[4623] Auto-linking of some URLs is broken

nathanb · April 22, 2010, 06:22:28 PM

http://www.facebook.com/#!/video/video.php?v=386443877426&ref=mf

Everything after the # isn't linked.

Thanks!
Nathan

Arantor · April 22, 2010, 06:23:52 PM

! isn't supposed to be in URLs from what I remember of the URL format.

Blame Facebook for not following HTTP as a standard.

nathanb · April 22, 2010, 09:30:05 PM

Read section 2.3 of rfc 2396, Unreserved Characters. An exclamation point is legal in a URL. Blame SMF for failing to parse a valid URL correctly

Arantor · April 22, 2010, 09:36:05 PM

OK, just rechecked, and yes it's not got a reserved status.

However, there is actually a very good reason I can think of why it isn't included.

I've seen this before where people post, say, a YouTube link with exclamation marks like so:
You gottta see this it's awesome http://www.youtube.com/?v=somevideoid!!!!!!!!!!!!!!!!!!

And boom, now it's broken if it honours it.

Lesser of two evils, really.

nathanb · April 22, 2010, 10:17:30 PM

Wait, so violating the URI-parsing spec is, in your eyes, less evil than doing the right thing? As in, people who post a valid URL will have it break, and that's OK with you?

Kids these days...

At least it shouldn't be hard to patch on my own board.

Norv · April 23, 2010, 12:34:51 AM

Please, keep a friendly tone in what you'd like to say, or do not say it.

You may want to note that actually, rfc 2396 is obsolete, superceded by rfc 3986: http://tools.ietf.org/html/rfc3986

We will look into the issue. Thank you for the report!

nathanb · April 23, 2010, 01:09:22 AM

Quote from: Norv on April 23, 2010, 12:34:51 AM
You may want to note that actually, rfc 2396 is obsolete, superceded by rfc 3986: http://tools.ietf.org/html/rfc3986

That is true...in rfc3986 the exclamation point is a delimiter character, which means that it is a legal URI character with special meaning. It should be percent-encoded if it is not being used in its special context.

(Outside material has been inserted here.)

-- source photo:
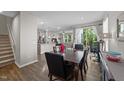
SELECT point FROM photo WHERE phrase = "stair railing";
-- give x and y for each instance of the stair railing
(12, 39)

While an argument could be made either way (that Facebook is or is not using the ! character in the context it was intended to be used), it seems reasonable to assert that keeping Facebook URLs from being broken is a worthwhile feature.

Arantor · April 23, 2010, 05:29:54 AM

I'm not here to debate whether violating spec is the right thing to do, there are so many violations of specification it isn't funny (Apache doesn't implement all of HTML 1.1 for example)

I'm just giving you a reason why that might be the case that the regex doesn't include a !. (Oh, and btw, I stopped being a kid when I turned 18 -- 8 years ago

)

Norv · July 18, 2010, 08:02:23 AM

I am not certain what to do with this report. I can see arguments both ways.

Do Facebook URLs really (or, still) look this way? (I don't use Facebook)

nathanb · July 18, 2010, 09:14:29 AM

Quote from: Norv on July 18, 2010, 08:02:23 AM
Do Facebook URLs really (or, still) look this way? (I don't use Facebook)

They do indeed.

See for example here or here (on that second one the post put explicit url tags around the whole link to keep SMF from breaking it).

Joshua Dickerson · November 22, 2010, 10:14:16 PM

We should follow the standard. If a character is allowed to be in a URL without escaping, we should allow it. Even if Facebook or any other site uses it often.

Norv · November 22, 2010, 11:57:33 PM

Yes.
This should be documented as currently unsupported in RC4.

nathanb · February 10, 2011, 11:24:55 AM

FWIW, Tim Bray wrote a post on this topic. It appears that the hashbang is actually being used appropriately in these URLs, meaning that not only does autolinking these urls make sense from a practicality perspective but a spec perspective as well.

Arantor · February 10, 2011, 11:32:41 AM

It's used appropriately because Google says it's appropriate, rather than the spec saying it, and the entire article is actually slanted as pointing out how bad an idea it is, but I can see where you're coming from.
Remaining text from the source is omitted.